For my HP Z420, I’ve tried two different PCIe based SAS raid controllers, both set to JBOD, and neither allow for hot swapping HDD’s. Whenever I try to hot swap the drives, disk management continues to show the drive which was removed still “available” to the system, or when I install a new drive, disk management doesn’t acknowledge a new drive has been installed. The controllers I’m using are the HP P212, and an AMCC 9650SE (8 port). I haven’t tried the onboard sas controller yet, because I have no plans to use it (not enough sata ports for me). This is running Win 10 Enterprise LTSB.

For my M93P, same thing happens; disk management continues to show the drive which was removed still “available” to the system, or when I install a new drive, disk management doesn’t acknowledge a new drive has been installed. However, in this case, the drive is connected via sata to the onboard controller.
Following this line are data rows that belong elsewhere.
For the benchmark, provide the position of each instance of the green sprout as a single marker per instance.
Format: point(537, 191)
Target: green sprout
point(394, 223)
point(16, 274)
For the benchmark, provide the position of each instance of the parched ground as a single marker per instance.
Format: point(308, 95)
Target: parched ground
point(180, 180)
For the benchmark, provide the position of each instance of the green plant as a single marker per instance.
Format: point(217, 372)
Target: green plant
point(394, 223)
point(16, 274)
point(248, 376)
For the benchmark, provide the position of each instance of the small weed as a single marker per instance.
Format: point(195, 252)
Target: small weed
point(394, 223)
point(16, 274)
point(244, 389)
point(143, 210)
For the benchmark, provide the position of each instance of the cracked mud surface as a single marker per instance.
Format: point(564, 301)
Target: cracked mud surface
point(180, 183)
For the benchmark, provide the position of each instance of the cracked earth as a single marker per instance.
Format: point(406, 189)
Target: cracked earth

This is running Win 8.1 pro.

In both systems, the HDD spins up, and upon restarting the computer, the drive is then recognized by the system, however, once I disconnect the drive from the system, once again, the system doesn’t acknowledge that it has disappeared. Also, in both systems bios/UEFI, neither have an option to enable or disable hot-swap (my old Gigabyte GA-Z170X-Gaming 3 had that the option).

Honestly, I’m stuck. I really need hot swap to work, and it doesn’t seem to want to, and it’s annoying. Any help/suggestions is greatly welcomed!
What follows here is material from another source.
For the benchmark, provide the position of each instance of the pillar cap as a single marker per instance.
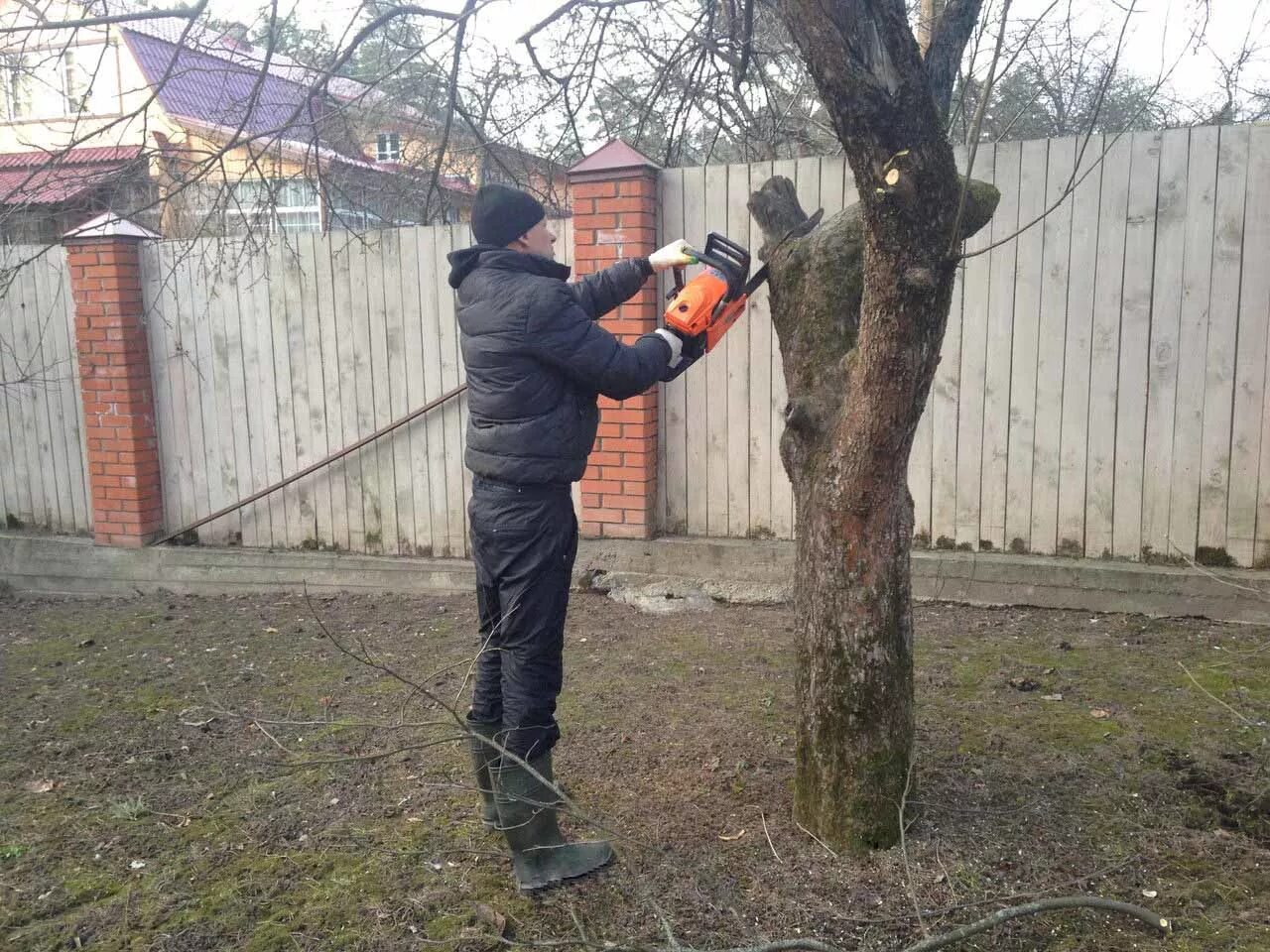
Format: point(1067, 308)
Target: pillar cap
point(109, 225)
point(613, 157)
It should be supported by the motherboard to be present.
Both of your machines don’t have it or at least I couldn’t find it in their spec sheets.
It is not present most probably because of security reasons.

Because its windows and windows is garbage for hotswapping everytime ive tried.

1 Like

The motherboard has to support hotswapping as much as the OS has to.
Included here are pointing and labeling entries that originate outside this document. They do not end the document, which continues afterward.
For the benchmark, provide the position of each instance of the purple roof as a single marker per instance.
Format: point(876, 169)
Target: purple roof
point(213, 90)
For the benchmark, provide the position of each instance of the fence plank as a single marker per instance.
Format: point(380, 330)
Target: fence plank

Most motherboards do support hotswapping nowadays (so in the past 5-6 years), but you need to enable it in the BIOS as it’s usually disabled by default.

That being said, Windows is rubbish when it comes to hotswapping indeed. I often have to go to Control Panel -> Device Manager and tell it to scan for hardware changes.

WIn 8.1 and 10 both support hot-swap HDD I am 100% sure it is his motherboard also I did check the manuals for both. They are enterprise/business machines so it is probably a security measurement.

Ah yeah, that could explain it

So from most peoples replies, it seems like it’s a “security” feature which cannot be disabled (stupid).

Would any SAS/Sata cards be able to bypass the motherboard limitation, and actually pass the HDD info to the O.S, or am I practically fucked?

I’ve found that often times I have to initialize even single disks when using RAID cards.

I think most RAID cards have “physical disks” and “virtual disks”, and a physical drive must be assigned to a virtual disk in the RAID card’s config to show up as a logical disk to an OS. Restarting the system might be enough to do this as the RAID controller would need to initialize all it’s disks again.

Trying to avoid having to do this, considering my server will be used to host many VM’s, hence why I want hot-swap to just work.